Ces entraînements constituent un pilier des compétences, de l’efficacité et de la sécurité des personnels. Ils restent pourtant inférieurs, de près de 10 %, aux objectifs fixés.
Le maintien en condition opérationnelle et la préparation opérationnelle de nos forces sont trop importants pour que cette situation se pérennise.
Il nous semble primordial d’accorder davantage d’attention à ces sujets, afin de préserver la capacité de nos armées à répondre aux sollicitations futures, sur des théâtres d’opérations toujours plus nombreux.
Le deuxième point concerne la fidélisation de nos forces.
Plusieurs chantiers déterminants restent à achever, concernant la qualité du soutien santé, la politique de rémunération, ou encore la réforme des retraites. Le plan Famille, lancé voilà deux ans, dont les crédits représentent 80 millions d’euros pour l’année à venir, est également essentiel à cette démarche de fidélisation.
Si certaines de ces mesures sont perçues de façon très positive par les militaires – je pense au déploiement du wifi en garnison ou à la facilitation des démarches de déménagement –, des avis plus contrastés ont été exprimés sur la situation du logement et les conditions d’hébergement dans les enceintes militaires, dont l’amélioration se fait quelque peu attendre.
Le troisième point, enfin, concerne la coopération avec nos partenaires européens.
Alors qu’approche le dixième anniversaire des accords de Lancaster House, le contexte encore flou du Brexit chez nos voisins britanniques rend crucial le besoin de réaffirmer et d’entretenir une coopération bilatérale solide et une capacité à travailler en interopérabilité.

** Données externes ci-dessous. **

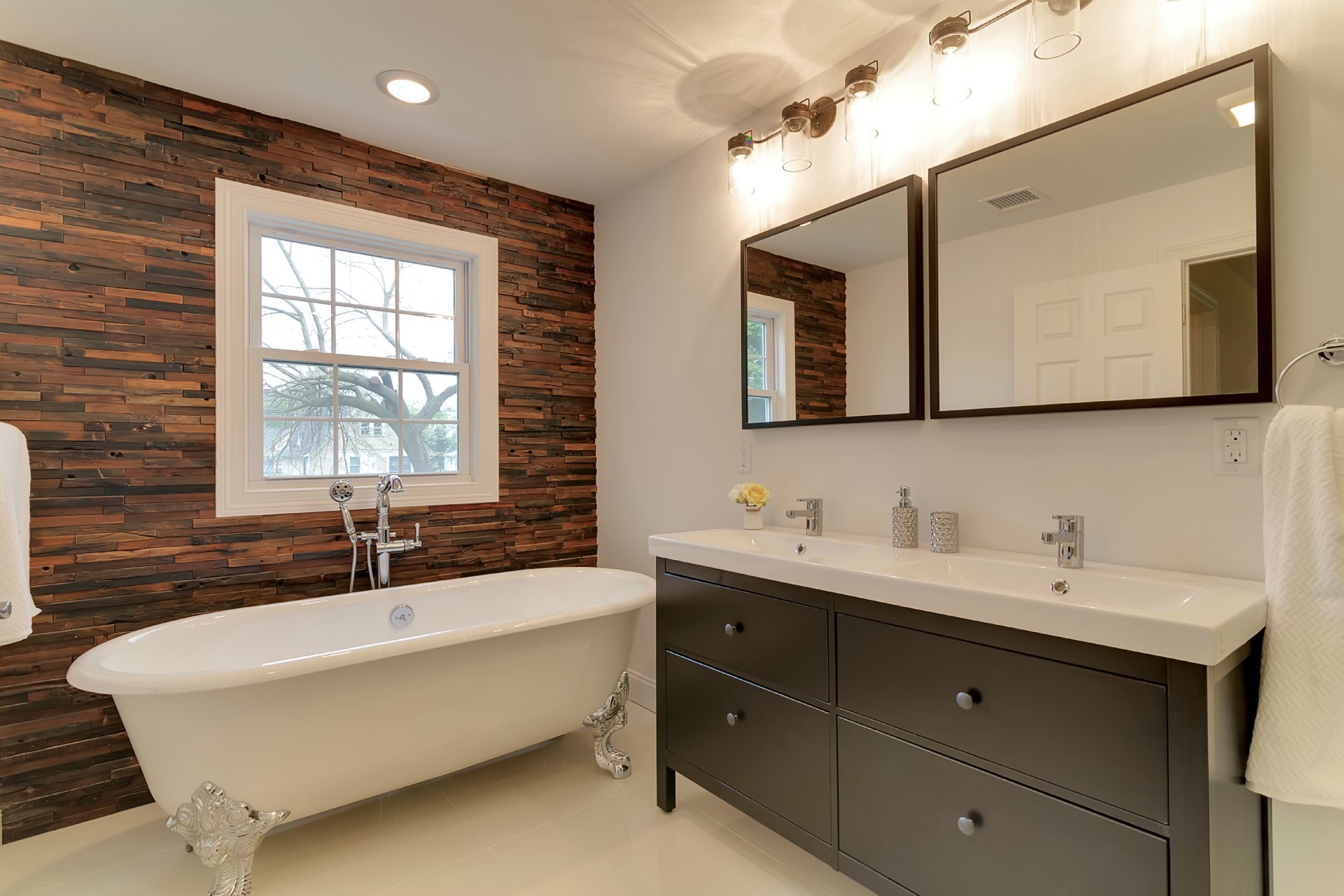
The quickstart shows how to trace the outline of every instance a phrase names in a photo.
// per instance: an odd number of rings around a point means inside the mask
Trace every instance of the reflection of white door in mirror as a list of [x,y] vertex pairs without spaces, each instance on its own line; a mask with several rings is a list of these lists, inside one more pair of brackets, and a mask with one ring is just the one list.
[[1181,265],[1161,262],[1013,290],[1013,403],[1180,395]]
[[747,422],[797,418],[793,302],[747,293]]

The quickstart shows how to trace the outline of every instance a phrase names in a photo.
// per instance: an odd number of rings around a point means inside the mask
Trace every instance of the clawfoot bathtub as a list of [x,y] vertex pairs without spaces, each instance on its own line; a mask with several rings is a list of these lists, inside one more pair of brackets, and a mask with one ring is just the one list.
[[101,643],[69,681],[113,696],[155,802],[215,869],[211,895],[245,896],[281,821],[581,724],[598,764],[628,774],[609,737],[653,590],[637,572],[556,568],[227,610]]

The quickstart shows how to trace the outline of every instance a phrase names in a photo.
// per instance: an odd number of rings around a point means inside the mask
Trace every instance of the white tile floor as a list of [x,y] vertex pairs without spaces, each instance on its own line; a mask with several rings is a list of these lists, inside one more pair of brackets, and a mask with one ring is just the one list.
[[[521,756],[281,829],[253,896],[871,896],[685,779],[655,805],[653,713],[616,780],[575,731]],[[200,896],[211,875],[144,806],[0,848],[0,896]]]

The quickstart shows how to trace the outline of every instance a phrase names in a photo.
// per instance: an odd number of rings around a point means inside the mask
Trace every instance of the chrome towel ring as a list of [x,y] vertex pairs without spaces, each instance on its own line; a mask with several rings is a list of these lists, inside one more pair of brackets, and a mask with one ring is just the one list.
[[1325,340],[1316,348],[1302,352],[1301,355],[1290,360],[1288,365],[1282,371],[1279,371],[1278,379],[1274,380],[1274,400],[1278,402],[1279,407],[1284,407],[1284,399],[1279,398],[1278,395],[1278,390],[1284,384],[1284,376],[1288,375],[1290,369],[1293,369],[1294,364],[1310,357],[1312,355],[1316,355],[1324,363],[1333,364],[1335,367],[1344,364],[1344,336],[1331,336],[1328,340]]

Le projet du SCAF conduit avec l’Allemagne connaît des avancées, mais il doit cependant toujours faire face à d’importants obstacles, notamment industriels. Des divergences essentielles existent à propos de la propriété intellectuelle, ou encore du choix des motoristes.
Au vu de l’importance d’une telle entreprise, espérons que ces obstacles seront rapidement surmontés.
Ces remarques se veulent constructives, madame la ministre. Elles ne sauraient remettre en cause le soutien que nous vous apportons sur ce budget pour 2020. Ainsi, en ce jour anniversaire de la bataille d’Austerlitz, le groupe Union Centriste votera unanimement les crédits de la mission « Défense ».